April 23, 2010

Adventures in Contraception


You probably wouldn’t believe me if I announced that there’s a contraceptive that doesn’t fill you full of hormones, doesn’t change your cycle, libido or menstrual flow, doesn’t involve an insertion procedure in a doctor’s office, doesn’t need to interfere with the heat of the moment, is as reliable as most other methods of birth control, and is magnificently inexpensive. I know, it sounds pretty perfect!

What could it be?

That method is the contraceptive diaphragm. The diaphragm is a neglected — but elegantly simple and cheap — birth control device that’s inserted by the woman herself.
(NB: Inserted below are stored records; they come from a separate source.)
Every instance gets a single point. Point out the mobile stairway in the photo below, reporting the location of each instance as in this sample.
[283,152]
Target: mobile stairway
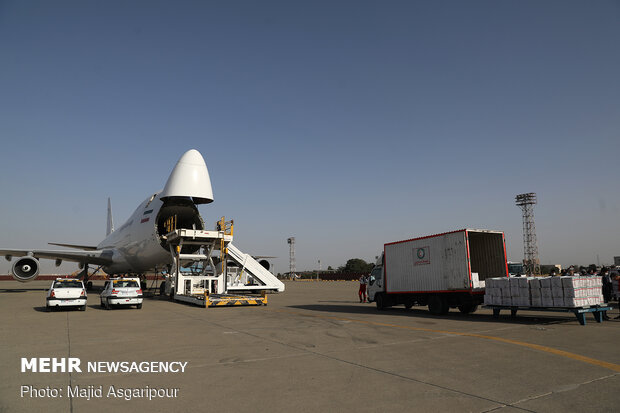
[195,278]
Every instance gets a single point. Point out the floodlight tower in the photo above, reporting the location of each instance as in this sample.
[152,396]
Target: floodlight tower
[531,263]
[292,270]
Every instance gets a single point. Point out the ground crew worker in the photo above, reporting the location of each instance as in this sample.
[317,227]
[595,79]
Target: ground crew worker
[362,292]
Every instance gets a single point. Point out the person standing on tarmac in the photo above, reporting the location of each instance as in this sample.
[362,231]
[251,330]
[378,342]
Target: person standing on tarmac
[362,291]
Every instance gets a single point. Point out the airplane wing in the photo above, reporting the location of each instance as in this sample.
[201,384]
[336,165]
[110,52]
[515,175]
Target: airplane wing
[91,257]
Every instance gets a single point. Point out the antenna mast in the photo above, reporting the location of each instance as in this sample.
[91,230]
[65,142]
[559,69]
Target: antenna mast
[531,262]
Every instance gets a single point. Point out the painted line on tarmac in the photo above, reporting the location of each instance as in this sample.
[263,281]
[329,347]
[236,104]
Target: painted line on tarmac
[551,350]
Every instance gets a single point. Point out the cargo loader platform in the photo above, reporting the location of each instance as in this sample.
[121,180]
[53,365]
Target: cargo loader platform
[235,279]
[580,312]
[221,300]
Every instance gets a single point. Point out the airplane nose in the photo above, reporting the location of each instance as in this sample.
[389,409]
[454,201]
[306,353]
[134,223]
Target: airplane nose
[190,178]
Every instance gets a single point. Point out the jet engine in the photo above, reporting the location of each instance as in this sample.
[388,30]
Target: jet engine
[25,269]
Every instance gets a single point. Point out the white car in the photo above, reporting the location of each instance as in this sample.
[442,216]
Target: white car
[121,291]
[66,292]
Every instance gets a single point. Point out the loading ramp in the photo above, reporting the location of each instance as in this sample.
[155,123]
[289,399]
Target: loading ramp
[195,277]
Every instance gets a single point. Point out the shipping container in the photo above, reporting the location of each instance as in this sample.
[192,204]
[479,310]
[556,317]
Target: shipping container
[442,271]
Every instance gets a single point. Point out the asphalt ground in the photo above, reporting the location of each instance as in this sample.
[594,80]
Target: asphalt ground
[312,348]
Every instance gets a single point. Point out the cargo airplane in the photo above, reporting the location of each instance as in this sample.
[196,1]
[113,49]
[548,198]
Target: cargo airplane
[139,245]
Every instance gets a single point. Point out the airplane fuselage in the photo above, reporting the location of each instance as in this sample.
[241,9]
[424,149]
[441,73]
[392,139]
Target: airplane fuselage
[137,246]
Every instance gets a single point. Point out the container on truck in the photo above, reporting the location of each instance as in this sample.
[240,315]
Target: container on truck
[440,271]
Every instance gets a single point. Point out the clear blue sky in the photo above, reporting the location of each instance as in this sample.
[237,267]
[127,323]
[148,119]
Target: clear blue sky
[346,124]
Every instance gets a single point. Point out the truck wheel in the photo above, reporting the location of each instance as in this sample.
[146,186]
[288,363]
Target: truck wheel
[468,308]
[380,301]
[437,305]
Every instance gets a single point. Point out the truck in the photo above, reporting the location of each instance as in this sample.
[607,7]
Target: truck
[440,271]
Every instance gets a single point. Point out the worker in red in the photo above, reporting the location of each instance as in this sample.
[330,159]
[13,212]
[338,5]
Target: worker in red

The actual diaphragm is a flexible round “hula hoop,” with an intervening dome of soft rubber attached all around. It comes in sizes corresponding to the depth of woman’s vagina, from 65 mm to 95 mm. An initial fitting by a doctor or nurse practitioner is required, and insertion practice is usually done in the office to reassure everyone that the diaphragm springs open properly in the vagina and is in place, covering the cervix with spermicide. One simply takes the diaphragm, squeezes about a teaspoon of contraceptive jelly or cream into the cavity of the diaphragm (plus a little around the rim for lubrication). With one hand holding the diaphragm (folded like a taco), the other hand is free to push it in. Once beyond the vulva, the diaphragm pops open and slides into place. A quick check to make sure the cervix is covered, and ta-da! It’s practically effortless!

Home, Sweet Home

Now, the magic may commence! Simply insert the diaphragm prior to lovemaking, and remove it four or more hours afterward (when all the little swimmers are reliably dead).

A word of caution: It’s best used by someone who engages in sex in the same location most of the time. Personal responsibility and compliance is a requirement for success! Many women find it helpful as contraception in-between babies.
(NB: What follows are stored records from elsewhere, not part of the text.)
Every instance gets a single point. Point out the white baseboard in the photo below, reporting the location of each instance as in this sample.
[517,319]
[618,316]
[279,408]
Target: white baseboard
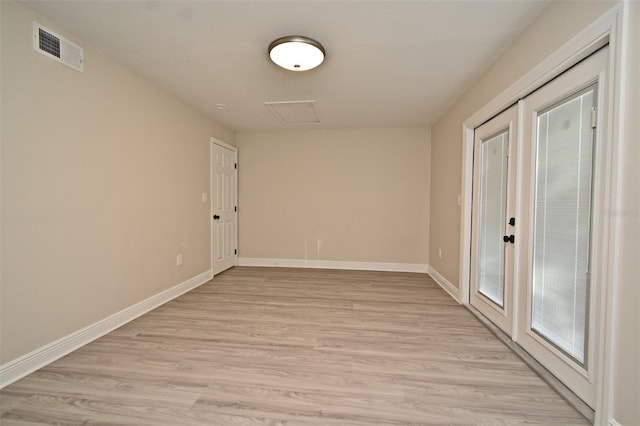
[333,264]
[445,284]
[27,364]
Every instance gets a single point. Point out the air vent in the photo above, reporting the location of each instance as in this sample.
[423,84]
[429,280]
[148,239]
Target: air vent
[57,48]
[295,113]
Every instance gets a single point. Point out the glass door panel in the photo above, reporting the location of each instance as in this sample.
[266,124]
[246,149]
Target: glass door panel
[493,206]
[562,224]
[559,188]
[494,154]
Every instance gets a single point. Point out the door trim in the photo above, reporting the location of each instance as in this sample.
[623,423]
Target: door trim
[608,28]
[218,142]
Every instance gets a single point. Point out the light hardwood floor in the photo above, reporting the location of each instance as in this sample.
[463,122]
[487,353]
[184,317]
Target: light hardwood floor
[260,346]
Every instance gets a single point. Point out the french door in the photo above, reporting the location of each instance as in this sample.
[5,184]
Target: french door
[536,225]
[223,207]
[494,218]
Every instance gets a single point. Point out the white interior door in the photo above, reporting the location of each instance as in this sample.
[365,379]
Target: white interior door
[560,250]
[493,222]
[224,206]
Why isn’t the diaphragm more popular?

A minimal amount of manual dexterity and practice is required for insertion. A woman needs to be comfortable touching herself, and feeling for her cervix to make sure that the diaphragm is covering it. She also needs to be able to extract the diaphragm after sex. Then there’s washing it off and letting it air dry — women using the diaphragm should have a supportive partner who isn’t turned off by the drying gizmo beside the sink.

What does the medical industry have to do with it?

Simply put, drug companies make more on birth control pills than they do on contraceptive jelly. Modern doctors may not even have a lot of practice fitting diaphragms, making it potentially challenging to find someone who does.